Billy Lynn’s Long Halftime Walk
Director - Ang Lee
Cast - Joe Alwyn, Garrett Hedlund, Chris Tucker, Vin Diesel, Kristen Stewart, Steve Martin
Rating - 4/5
The biggest reason Ang Lee’s new film, the unusually titled Billy Lynn’s Long Halftime Walk is such a moving success (and it is, despite near-inertness for long chunks), is Ang Lee.
Interestingly, for a filmmaker as acclaimed as Lee, he is yet to display any sort of directorial trademark. He doesn’t have those instantly recognisable quirks that say, Martin Scorsese or Spike Lee have. And yet, he is an Oscar-winner, one of the greatest filmmakers working today, with a filmography more diverse than those of Scorsese, The Coens and Tarantino combined. And even though it’s difficult to put a finger on it, Ang Lee, and the tenderness he brings to Private Billy Lynn’s story, is what makes this film work.
It seems as if the studio didn’t really know how to handle this movie’s release, and this hesitation to simply come out and call it what it is, one of the most experimental works of Lee’s career, is what holds it back, at least until audiences finally get to experience it for themselves.
And it’s no one’s fault. It’s understandable. The brain ignores the abstract – and God knows this film is abstract – only to focus on the aspects it can grasp. On paper, it’s the story of a 19-year-old soldier, Private Billy Lynn, and his platoon, Bravo team, back from Iraq after having been a part of a skirmish that ended with one of their number, Shroom (played by none other than Vin Diesel, in a performance that will remind you what an excellent actor he is), being killed. Billy Lynn took down several enemies single-handedly as he tried to save Shroom’s life, and for his bravery, he was honoured.
The framing device Lee utilises here is similar to the one he weaved into Life of Pi. Most of the film takes place during a football game as the Bravo team prepares to be felicitated at the halftime show.

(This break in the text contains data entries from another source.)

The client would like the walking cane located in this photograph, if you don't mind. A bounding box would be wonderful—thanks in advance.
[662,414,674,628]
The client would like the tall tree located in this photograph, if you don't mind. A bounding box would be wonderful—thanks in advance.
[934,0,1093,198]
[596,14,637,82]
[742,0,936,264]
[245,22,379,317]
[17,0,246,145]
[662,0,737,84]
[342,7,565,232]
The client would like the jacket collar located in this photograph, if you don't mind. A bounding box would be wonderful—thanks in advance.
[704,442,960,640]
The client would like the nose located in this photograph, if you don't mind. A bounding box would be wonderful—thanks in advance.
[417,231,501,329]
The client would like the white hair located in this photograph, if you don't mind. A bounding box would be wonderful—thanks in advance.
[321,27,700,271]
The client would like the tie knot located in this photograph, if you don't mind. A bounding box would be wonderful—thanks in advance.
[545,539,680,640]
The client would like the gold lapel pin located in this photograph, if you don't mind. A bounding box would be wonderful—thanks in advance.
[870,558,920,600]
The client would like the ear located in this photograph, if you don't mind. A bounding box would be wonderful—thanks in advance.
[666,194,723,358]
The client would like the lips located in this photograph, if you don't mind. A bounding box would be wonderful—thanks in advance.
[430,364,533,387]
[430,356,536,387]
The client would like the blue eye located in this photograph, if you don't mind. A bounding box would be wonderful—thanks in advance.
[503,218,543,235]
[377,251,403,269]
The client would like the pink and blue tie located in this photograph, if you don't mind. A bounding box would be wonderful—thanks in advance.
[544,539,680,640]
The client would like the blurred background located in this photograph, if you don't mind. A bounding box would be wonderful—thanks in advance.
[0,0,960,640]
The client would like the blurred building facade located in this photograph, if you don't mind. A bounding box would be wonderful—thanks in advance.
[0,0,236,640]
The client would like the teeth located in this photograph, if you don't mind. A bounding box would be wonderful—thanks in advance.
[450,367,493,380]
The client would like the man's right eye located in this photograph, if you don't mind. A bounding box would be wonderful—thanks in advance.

But then, through sheer power of storytelling, Lee, and his screenwriter Jean-Christophe Castelli transform what could so easily have been a straightforward tale of PTSD, into a spiritual, theological, dreamlike light and sound show.
Being a war hero isn’t enough. As we saw this week, the power of celebrity Trumps everything. The soldiers are hounded, by businessmen, movie producers, groupies, civilians and their families as they stare back at each one of them, always with respect, and always with an empty look in their eyes.
Through flashbacks, Lee takes us to the moment that made them heroes. Like the recent Tom Hanks film Sully, Billy Lynn revolves around one event, which flashes before our eyes just like Shroom’s life flashed before his.
The dust from the Iraq war hasn’t settled but films about it are thinning by the year. Billy Lynn joins an esteemed list, films like The Hurt Locker, Green Zone, Stop-Loss and The Messenger. It is one of the most honest movies about the war, both in its portrayal of the confusion that surrounded it and the more personal sacrifices the soldiers had to make.
The war was being fought over there, but it was being run from back home.
I can only imagine how much more I would have liked this film had I seen it in the manner it was intended to be seen: The revolutionary 120 frames-per-second, 4K 3D. But even in regular old 2D, Billy Lynn’s Long Halftime Walk was one of the year’s most quietly meditative experiences, respectful, despite the frills. Its success will depend largely on how well it does in the awards season. It’ll fail. But don’t let that deter you.